Certainly in recent years, the term art has been abused endlessly. If you look at popular culture of the last century, it'd be very difficult to say much of any it is art. Though maybe, the correct radical answer is, it all is. Another question, how much of it will be remembered a century from now, almost none.
By one definition, art is work that both defines its times and transcends them, such as an ancient Greek sculpture or a Renaissance painting. By that definition, art that best represents American industrial culture is Andy Warhol's.
Warhol was born Pittsburgh in the late 1920s. No city and time better defined American industrialism. The son of poor East European immigrants, he remained until he died a practicing Eastern Catholic, some very dark stuff, a good spiritual match for east Pennsylvania's smokestack painted obscured skies. He also carried a small “d” democratic ethos. All characteristics that influenced his work.
Growing up in Pittsburgh, he’d visit the Heinz food factory. His public breakthrough came with his reproduction paintings of Campbell Soup labels, Coca Cola bottles, and Brillo box sculptures, art replications of industrial products.
While doing these works, he learned the silkscreen production process, which he used the rest of his life. Initial works consisted of black and white photographs of news and popular culture screened with various colors. Most interesting, while the Coke bottle and soup label paintings were precise replicas, the numerous silkscreens productions of any specific subject were all a little different, one might say organic.
At the time, much of this work was dismissed derogatorily as “Pop,” not really art.
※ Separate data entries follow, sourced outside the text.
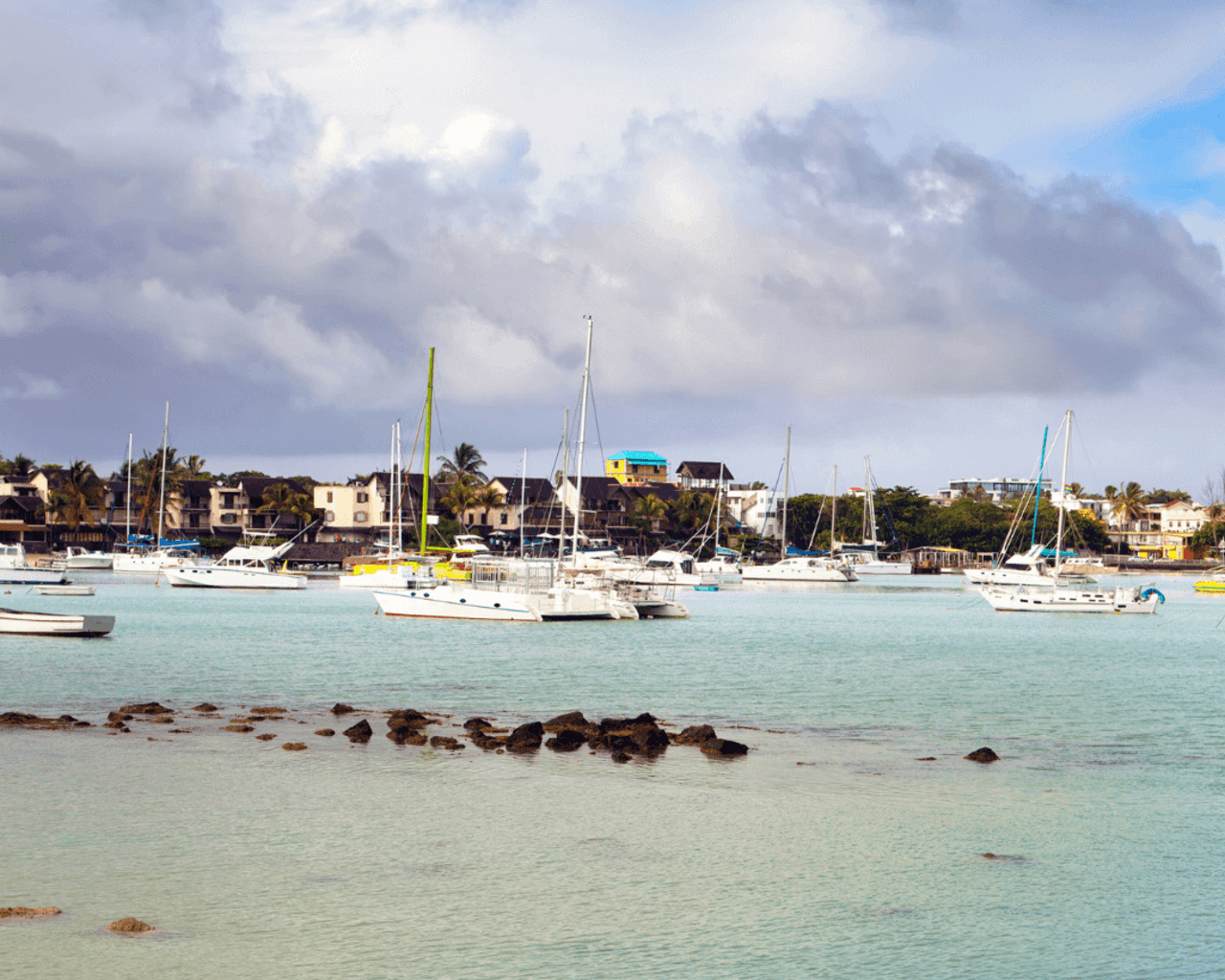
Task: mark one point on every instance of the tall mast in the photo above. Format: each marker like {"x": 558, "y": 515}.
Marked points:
{"x": 425, "y": 473}
{"x": 787, "y": 488}
{"x": 127, "y": 521}
{"x": 523, "y": 497}
{"x": 161, "y": 510}
{"x": 582, "y": 436}
{"x": 1063, "y": 481}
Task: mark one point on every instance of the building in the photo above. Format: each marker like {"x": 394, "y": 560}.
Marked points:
{"x": 637, "y": 467}
{"x": 692, "y": 476}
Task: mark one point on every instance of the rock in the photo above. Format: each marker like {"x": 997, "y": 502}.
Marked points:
{"x": 696, "y": 735}
{"x": 149, "y": 707}
{"x": 359, "y": 733}
{"x": 573, "y": 721}
{"x": 130, "y": 925}
{"x": 567, "y": 740}
{"x": 525, "y": 738}
{"x": 724, "y": 747}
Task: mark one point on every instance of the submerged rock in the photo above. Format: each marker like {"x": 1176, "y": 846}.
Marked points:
{"x": 148, "y": 707}
{"x": 360, "y": 731}
{"x": 568, "y": 740}
{"x": 724, "y": 747}
{"x": 695, "y": 735}
{"x": 130, "y": 925}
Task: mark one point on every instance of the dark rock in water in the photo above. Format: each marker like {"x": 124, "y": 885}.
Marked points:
{"x": 696, "y": 735}
{"x": 567, "y": 740}
{"x": 149, "y": 707}
{"x": 572, "y": 721}
{"x": 360, "y": 731}
{"x": 525, "y": 738}
{"x": 724, "y": 747}
{"x": 130, "y": 925}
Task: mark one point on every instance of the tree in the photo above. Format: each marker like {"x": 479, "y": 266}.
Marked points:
{"x": 466, "y": 459}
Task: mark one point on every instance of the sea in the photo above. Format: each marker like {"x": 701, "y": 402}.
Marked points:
{"x": 850, "y": 840}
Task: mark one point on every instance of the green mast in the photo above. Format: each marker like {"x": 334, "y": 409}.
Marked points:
{"x": 425, "y": 475}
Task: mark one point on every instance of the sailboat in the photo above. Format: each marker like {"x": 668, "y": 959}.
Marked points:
{"x": 1061, "y": 595}
{"x": 800, "y": 568}
{"x": 141, "y": 555}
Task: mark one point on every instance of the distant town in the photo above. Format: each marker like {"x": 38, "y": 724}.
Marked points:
{"x": 638, "y": 503}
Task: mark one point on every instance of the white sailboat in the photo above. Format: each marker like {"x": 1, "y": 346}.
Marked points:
{"x": 1058, "y": 594}
{"x": 803, "y": 568}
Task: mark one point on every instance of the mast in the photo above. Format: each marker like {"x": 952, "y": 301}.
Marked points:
{"x": 425, "y": 473}
{"x": 1063, "y": 481}
{"x": 127, "y": 521}
{"x": 161, "y": 510}
{"x": 787, "y": 488}
{"x": 582, "y": 436}
{"x": 523, "y": 497}
{"x": 1037, "y": 490}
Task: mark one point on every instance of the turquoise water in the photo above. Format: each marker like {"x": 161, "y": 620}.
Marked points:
{"x": 386, "y": 861}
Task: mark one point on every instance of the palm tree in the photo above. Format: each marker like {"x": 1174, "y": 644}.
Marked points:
{"x": 466, "y": 459}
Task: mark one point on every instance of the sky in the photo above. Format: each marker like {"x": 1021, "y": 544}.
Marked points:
{"x": 910, "y": 230}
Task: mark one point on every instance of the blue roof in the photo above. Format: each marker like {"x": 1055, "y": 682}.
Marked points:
{"x": 637, "y": 456}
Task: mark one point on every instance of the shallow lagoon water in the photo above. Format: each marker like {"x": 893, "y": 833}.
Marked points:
{"x": 385, "y": 861}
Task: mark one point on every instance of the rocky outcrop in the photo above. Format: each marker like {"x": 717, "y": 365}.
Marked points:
{"x": 573, "y": 721}
{"x": 148, "y": 707}
{"x": 359, "y": 733}
{"x": 525, "y": 738}
{"x": 695, "y": 735}
{"x": 724, "y": 747}
{"x": 130, "y": 925}
{"x": 567, "y": 740}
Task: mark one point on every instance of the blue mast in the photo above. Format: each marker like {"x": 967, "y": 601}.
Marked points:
{"x": 1037, "y": 490}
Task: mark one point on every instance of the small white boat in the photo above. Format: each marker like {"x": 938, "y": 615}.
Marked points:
{"x": 78, "y": 558}
{"x": 16, "y": 571}
{"x": 18, "y": 622}
{"x": 241, "y": 568}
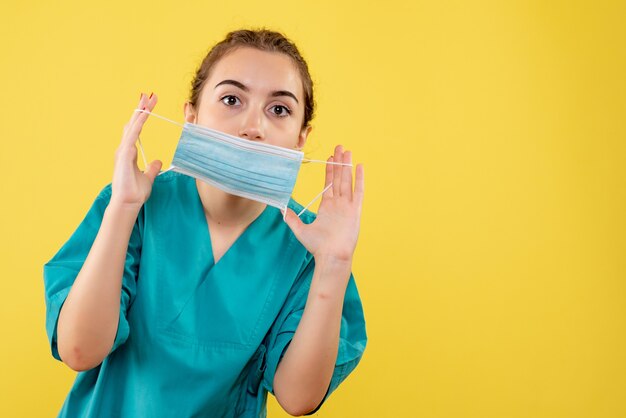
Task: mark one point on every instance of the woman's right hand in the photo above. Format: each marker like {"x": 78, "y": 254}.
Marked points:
{"x": 131, "y": 187}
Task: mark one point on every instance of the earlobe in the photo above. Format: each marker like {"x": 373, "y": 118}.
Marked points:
{"x": 190, "y": 113}
{"x": 304, "y": 133}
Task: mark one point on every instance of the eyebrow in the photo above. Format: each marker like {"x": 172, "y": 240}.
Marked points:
{"x": 276, "y": 93}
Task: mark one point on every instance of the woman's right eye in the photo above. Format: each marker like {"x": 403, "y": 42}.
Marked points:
{"x": 230, "y": 100}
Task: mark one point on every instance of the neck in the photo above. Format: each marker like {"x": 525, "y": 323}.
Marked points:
{"x": 226, "y": 209}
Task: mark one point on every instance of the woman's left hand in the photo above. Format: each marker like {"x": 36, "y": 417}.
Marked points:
{"x": 333, "y": 235}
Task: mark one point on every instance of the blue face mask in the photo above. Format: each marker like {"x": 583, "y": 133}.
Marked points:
{"x": 254, "y": 170}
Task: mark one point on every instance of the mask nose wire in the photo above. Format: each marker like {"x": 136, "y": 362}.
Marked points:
{"x": 160, "y": 117}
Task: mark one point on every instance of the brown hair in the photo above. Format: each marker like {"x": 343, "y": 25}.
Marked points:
{"x": 264, "y": 40}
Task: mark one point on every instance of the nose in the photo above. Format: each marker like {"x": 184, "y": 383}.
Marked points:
{"x": 252, "y": 125}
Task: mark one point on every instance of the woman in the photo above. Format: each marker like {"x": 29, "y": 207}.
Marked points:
{"x": 175, "y": 298}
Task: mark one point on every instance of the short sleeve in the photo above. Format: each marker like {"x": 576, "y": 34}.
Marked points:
{"x": 352, "y": 338}
{"x": 61, "y": 271}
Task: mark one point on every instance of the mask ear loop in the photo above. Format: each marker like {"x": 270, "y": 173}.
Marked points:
{"x": 315, "y": 198}
{"x": 325, "y": 188}
{"x": 143, "y": 155}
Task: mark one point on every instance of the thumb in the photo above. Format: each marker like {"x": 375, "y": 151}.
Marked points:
{"x": 294, "y": 222}
{"x": 153, "y": 169}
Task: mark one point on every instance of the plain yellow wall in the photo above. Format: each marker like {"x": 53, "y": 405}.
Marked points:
{"x": 492, "y": 260}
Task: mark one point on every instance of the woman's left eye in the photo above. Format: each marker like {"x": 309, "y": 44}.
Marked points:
{"x": 280, "y": 110}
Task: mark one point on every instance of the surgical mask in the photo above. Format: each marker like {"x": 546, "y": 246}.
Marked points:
{"x": 254, "y": 170}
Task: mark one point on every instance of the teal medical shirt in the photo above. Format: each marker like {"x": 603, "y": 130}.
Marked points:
{"x": 195, "y": 338}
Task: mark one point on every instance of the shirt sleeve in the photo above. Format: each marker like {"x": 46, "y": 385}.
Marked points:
{"x": 61, "y": 271}
{"x": 352, "y": 338}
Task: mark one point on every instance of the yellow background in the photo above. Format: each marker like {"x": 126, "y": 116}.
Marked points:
{"x": 492, "y": 260}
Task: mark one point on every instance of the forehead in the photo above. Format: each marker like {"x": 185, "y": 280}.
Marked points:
{"x": 260, "y": 71}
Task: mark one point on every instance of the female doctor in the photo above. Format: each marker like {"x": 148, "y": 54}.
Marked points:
{"x": 175, "y": 298}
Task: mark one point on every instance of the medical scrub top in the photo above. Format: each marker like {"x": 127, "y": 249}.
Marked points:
{"x": 195, "y": 338}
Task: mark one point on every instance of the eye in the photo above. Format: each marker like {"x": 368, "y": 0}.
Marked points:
{"x": 230, "y": 100}
{"x": 281, "y": 111}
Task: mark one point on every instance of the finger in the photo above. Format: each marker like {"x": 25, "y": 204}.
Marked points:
{"x": 135, "y": 129}
{"x": 294, "y": 223}
{"x": 346, "y": 176}
{"x": 153, "y": 169}
{"x": 359, "y": 184}
{"x": 329, "y": 178}
{"x": 142, "y": 102}
{"x": 337, "y": 170}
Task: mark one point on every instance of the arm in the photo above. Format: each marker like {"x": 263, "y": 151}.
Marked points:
{"x": 304, "y": 374}
{"x": 89, "y": 316}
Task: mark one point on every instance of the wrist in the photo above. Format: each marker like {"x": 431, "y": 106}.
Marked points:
{"x": 121, "y": 212}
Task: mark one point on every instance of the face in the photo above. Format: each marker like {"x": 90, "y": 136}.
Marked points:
{"x": 255, "y": 95}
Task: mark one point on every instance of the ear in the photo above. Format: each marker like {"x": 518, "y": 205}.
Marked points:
{"x": 304, "y": 133}
{"x": 190, "y": 112}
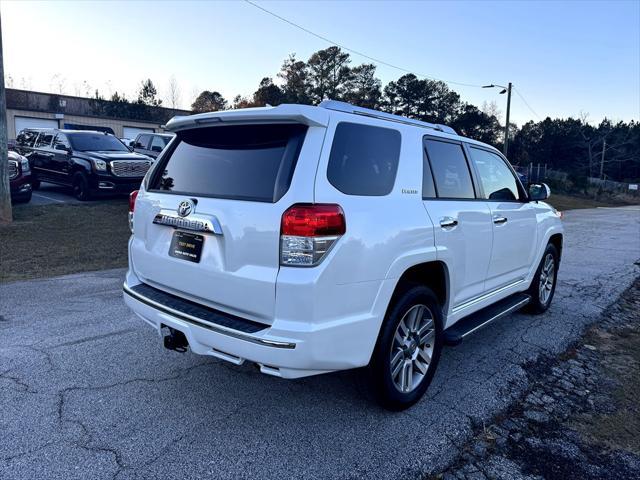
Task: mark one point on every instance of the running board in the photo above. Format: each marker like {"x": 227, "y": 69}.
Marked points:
{"x": 466, "y": 326}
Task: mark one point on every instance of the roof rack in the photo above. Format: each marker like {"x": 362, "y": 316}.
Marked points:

Maybe their greatest offense was the works’ inherent questioning of the long accepted value of virtuosity of technique as art. Is there anything more technically skilled than a machine stamping out the exact same product?
Many of Warhol's works are better appreciated looking at them together. You can better sense their repetitive mass industrial nature aside their individuality. Most striking is their semblance to that great cultural definer of the industrial era, film. Many of his works resemble snippets of film, a half dozen or dozen frames each of slightly varying colors and shades. These works clearly demonstrate one of Warhol's first influences, Walt Disney’s animations. Afterwards, he spent a few years making movies, years later amusingly commenting on the movies, “They're better to talk about than watch.”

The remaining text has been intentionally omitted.